In fact the news from both yesterday showed an improvement, and GUD management made it clear that Dexion could be sold if the deal was right.
Interim dividend was boosted one cent or 5% to 21 cents a share fully franked as the company maintained its full year guidance for of around $85 million for underlying earnings before interest and tax.
As a result the shares closed up 3.8% at $10.08.
The takeaway from yesterday’s report and analysts briefing is that the company is now looking to concentrate on its well performed automotive business.
CEO Jonathan Ling said in yesterday’s statement that the company “is anticipating an improvement in trading performance in the second half, which will be underpinned by continued strong profit growth from the automotive business, including a full half’s contribution from Griffiths Equipment in New Zealand”.
“We also expect financial performance at Davey to benefit from increased sales coming from customer gains in new Australian distribution channels and an improvement in New Zealand, following the recent management change in that business.”
“As noted, Oates is expecting profit growth from the recovery in the hardware sector, an improved currency position and further overhead cost savings. The recent trajectory of improvement in Dexion is expected to continue throughout the second half”, he said.
“These factors give us confidence in reaffirming the guidance provided at the Annual General Meeting for a full year underlying EBIT (Earnings Before Interest and Tax)of around $85 million”, Mr Ling concluded.
Statutory net profit after tax, for the December 31 half year was $17.7 million, up from $1.7 million in the previous corresponding period (when earnings were depressed by losses and write down in Dexion in particular.
Underlying after tax net profit was $24.7 million, up 26% on the number previously reported for the same period last year. The 2017 first half result includes the sale of the Sunbeam and Lock Focus businesses.
Underlying after tax net profit of $24.7 million was up 8% on the same period last year on a like-for-like basis.
Based on last year’s reported result, revenue eased to $291 million, due to the divestments. But on a continuing businesses basis. it improved, thanks to solid growth of 10% was achieved in the company’s Automotive division, which was offset by declines in Davey, Dexion and Oates.
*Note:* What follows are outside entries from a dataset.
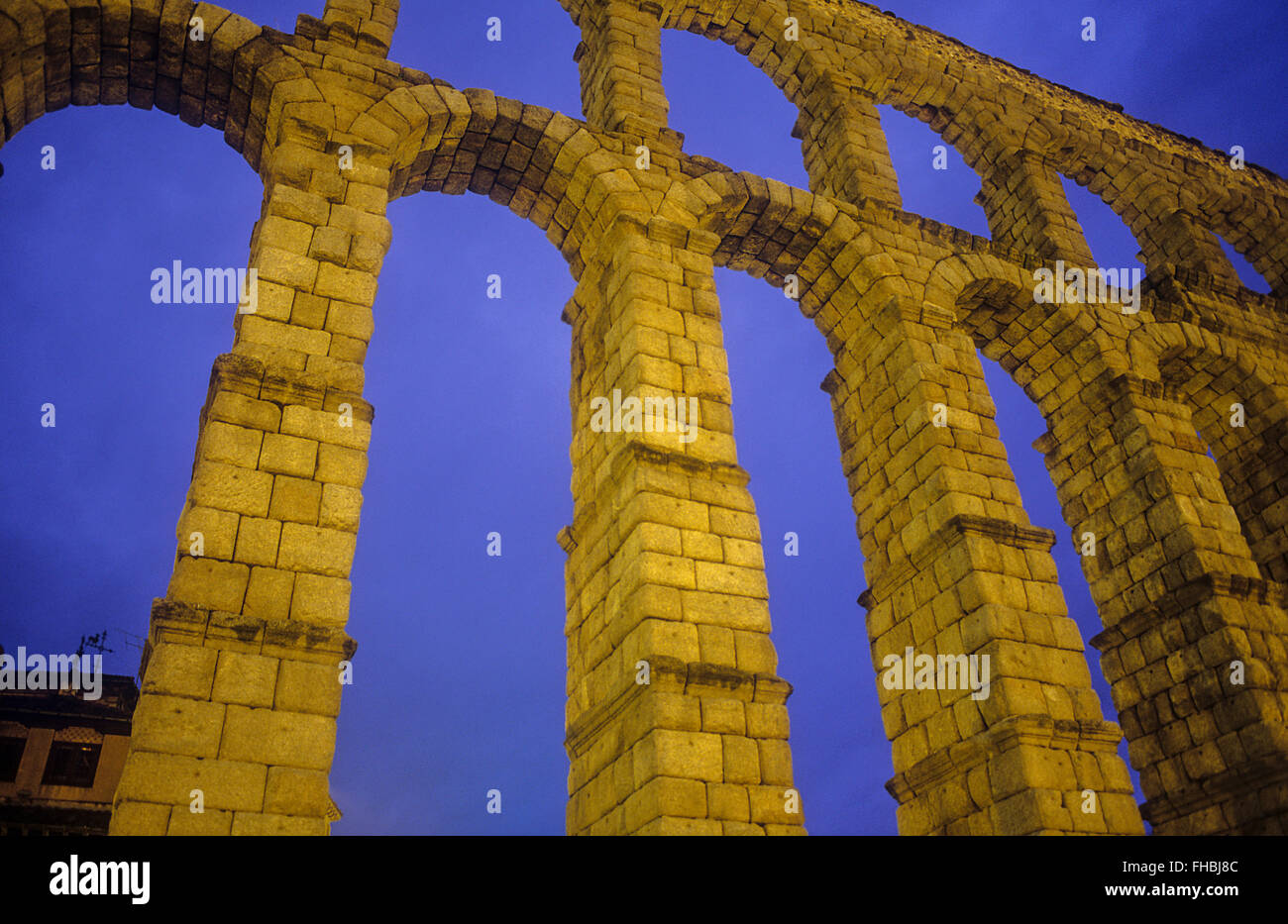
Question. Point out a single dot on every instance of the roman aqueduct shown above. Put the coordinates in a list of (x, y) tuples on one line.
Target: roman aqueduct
[(240, 694)]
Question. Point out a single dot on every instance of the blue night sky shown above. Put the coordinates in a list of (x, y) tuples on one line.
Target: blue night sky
[(460, 668)]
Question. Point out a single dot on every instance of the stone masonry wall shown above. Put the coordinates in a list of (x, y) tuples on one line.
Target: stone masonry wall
[(677, 717)]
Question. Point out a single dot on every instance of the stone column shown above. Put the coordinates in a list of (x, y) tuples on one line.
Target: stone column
[(362, 25), (621, 67), (1026, 209), (677, 717), (1194, 639), (958, 574), (845, 149), (243, 669)]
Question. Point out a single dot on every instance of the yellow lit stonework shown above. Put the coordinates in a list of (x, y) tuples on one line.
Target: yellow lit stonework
[(677, 720)]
Underlying EBIT compared to last year’s reported result, increased 5% to $39.1 million with Automotive contributing a 10% uplift and Dexion reporting a $1.9 million improvement, although it remains in a minor loss position. Davey and Oates both reported lower EBIT results compared with the same time last year.
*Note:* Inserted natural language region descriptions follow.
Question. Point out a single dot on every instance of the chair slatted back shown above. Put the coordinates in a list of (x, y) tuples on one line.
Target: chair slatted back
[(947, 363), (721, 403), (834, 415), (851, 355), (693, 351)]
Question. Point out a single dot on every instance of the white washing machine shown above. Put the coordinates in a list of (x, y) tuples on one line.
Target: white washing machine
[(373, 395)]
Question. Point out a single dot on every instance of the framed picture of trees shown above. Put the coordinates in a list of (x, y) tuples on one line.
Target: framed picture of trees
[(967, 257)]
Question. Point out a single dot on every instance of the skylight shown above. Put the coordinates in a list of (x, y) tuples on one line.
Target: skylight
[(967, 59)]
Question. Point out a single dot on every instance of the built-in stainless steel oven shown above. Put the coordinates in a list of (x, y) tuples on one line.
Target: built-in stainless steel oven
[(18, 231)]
Automotive, which includes Ryco oil, air and fuel filters and Narva accessories, reported earnings of $35.9 million.
Mr Ling said the auto division was expected to grow its market in the second half of the year and the company expects to announce one or two small acquisitions in the sector before year’s end.
“In terms of acquisition, at the moment our total focus is on automotive,” he told analysts. The result included a pre-tax loss of $8.7 million classified as significant items, which consisted of a $2.5 million restructuring charge in Dexion and $6.1 million of losses on the sale of Sunbeam and Lock Focus.
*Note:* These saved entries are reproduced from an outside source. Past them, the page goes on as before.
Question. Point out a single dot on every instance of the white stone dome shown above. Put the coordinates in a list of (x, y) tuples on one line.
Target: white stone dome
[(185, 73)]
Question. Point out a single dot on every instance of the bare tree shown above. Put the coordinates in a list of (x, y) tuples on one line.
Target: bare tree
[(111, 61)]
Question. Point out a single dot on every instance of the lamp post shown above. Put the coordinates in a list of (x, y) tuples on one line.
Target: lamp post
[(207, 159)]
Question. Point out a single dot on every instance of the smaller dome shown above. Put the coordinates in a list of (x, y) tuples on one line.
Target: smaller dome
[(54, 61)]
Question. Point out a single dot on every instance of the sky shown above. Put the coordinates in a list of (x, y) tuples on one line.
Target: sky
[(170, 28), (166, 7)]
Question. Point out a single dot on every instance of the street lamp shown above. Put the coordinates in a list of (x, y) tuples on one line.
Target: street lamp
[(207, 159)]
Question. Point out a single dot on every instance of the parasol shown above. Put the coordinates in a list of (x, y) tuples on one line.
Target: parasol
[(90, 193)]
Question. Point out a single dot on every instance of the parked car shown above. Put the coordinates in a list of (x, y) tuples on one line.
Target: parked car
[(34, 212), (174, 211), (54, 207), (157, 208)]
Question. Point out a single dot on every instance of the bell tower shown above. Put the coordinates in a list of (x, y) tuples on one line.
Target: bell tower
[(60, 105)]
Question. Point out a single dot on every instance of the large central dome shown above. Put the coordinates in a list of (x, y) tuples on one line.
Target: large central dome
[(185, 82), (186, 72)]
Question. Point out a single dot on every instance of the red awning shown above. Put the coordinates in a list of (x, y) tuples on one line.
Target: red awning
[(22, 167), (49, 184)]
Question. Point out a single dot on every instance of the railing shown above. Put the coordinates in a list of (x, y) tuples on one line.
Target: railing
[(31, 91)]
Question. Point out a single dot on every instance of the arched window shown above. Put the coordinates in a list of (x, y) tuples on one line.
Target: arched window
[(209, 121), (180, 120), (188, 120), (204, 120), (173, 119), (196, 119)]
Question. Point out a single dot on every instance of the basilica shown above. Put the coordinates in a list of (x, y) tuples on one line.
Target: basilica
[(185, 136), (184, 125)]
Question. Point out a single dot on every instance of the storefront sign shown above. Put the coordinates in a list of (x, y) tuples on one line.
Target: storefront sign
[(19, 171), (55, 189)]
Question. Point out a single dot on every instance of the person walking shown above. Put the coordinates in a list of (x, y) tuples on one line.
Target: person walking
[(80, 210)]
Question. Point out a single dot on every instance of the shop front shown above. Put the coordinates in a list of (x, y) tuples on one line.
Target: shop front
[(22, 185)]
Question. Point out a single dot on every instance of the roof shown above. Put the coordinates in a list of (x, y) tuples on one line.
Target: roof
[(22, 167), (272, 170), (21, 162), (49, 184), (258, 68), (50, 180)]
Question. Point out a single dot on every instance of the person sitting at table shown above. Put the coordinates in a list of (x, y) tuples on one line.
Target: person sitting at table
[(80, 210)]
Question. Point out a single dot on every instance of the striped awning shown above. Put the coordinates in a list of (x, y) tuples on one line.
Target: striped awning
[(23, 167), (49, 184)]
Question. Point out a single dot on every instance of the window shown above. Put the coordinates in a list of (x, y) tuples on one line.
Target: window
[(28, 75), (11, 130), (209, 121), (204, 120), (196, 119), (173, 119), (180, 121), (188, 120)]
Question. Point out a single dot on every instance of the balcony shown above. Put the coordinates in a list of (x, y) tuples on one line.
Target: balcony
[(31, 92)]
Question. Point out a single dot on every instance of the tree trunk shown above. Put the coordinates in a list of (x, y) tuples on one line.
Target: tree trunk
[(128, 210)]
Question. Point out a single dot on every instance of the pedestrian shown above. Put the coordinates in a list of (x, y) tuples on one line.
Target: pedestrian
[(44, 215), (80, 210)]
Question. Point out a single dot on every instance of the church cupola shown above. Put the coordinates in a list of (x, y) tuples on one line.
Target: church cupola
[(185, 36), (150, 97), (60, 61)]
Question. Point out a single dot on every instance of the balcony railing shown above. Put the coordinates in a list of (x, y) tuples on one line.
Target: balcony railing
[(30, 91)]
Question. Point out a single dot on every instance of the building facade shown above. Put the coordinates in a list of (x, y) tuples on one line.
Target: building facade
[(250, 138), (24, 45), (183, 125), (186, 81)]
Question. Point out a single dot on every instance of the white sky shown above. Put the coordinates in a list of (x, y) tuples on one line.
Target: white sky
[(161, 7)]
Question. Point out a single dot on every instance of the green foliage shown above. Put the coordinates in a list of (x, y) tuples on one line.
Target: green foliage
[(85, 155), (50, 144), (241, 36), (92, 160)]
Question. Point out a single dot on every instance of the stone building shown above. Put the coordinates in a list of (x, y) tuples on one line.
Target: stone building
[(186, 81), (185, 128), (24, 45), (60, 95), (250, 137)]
Net debt fell $163 million from $191 million in the previous corresponding period. Operating cash flow of $15 million was $4 million lower than the previous corresponding period due to increased tax payments.
“The performance of our automotive business remains the highlight of our financial results, with double digit growth in both revenue and EBIT reflecting the favourable industry dynamics coupled with substantial internal programs centred on new product introductions and securing new customers,” Mr Ling said.
“This six months has been an active one for the group in relation to portfolio-shaping activities. On 1st July 2016 we divested the remaining stakes in the Sunbeam joint ventures. In December we sold the Lock Focus security products business and in October we acquired Brown & Watson’s distributor in New Zealand, Griffiths Equipment,” he said.
“The result from the divestment activities was a net cash inflow of $37.7 million. We spent just over $7.3 million on the Griffiths Equipment acquisition and paid out $20 million for the earn-out on the FY16 acquisition of Brown & Watson. These activities are consistent with our stated objective of owning market leading businesses that are scalable and have strong competitive positions in growth sectors,” Mr Ling said.
“Our turnaround activities in Dexion remain on-going and have resulted in the business trading at near break-even levels in recent months. Oates and Davey experienced difficult trading environments and a performance uplift is expected in the second half.”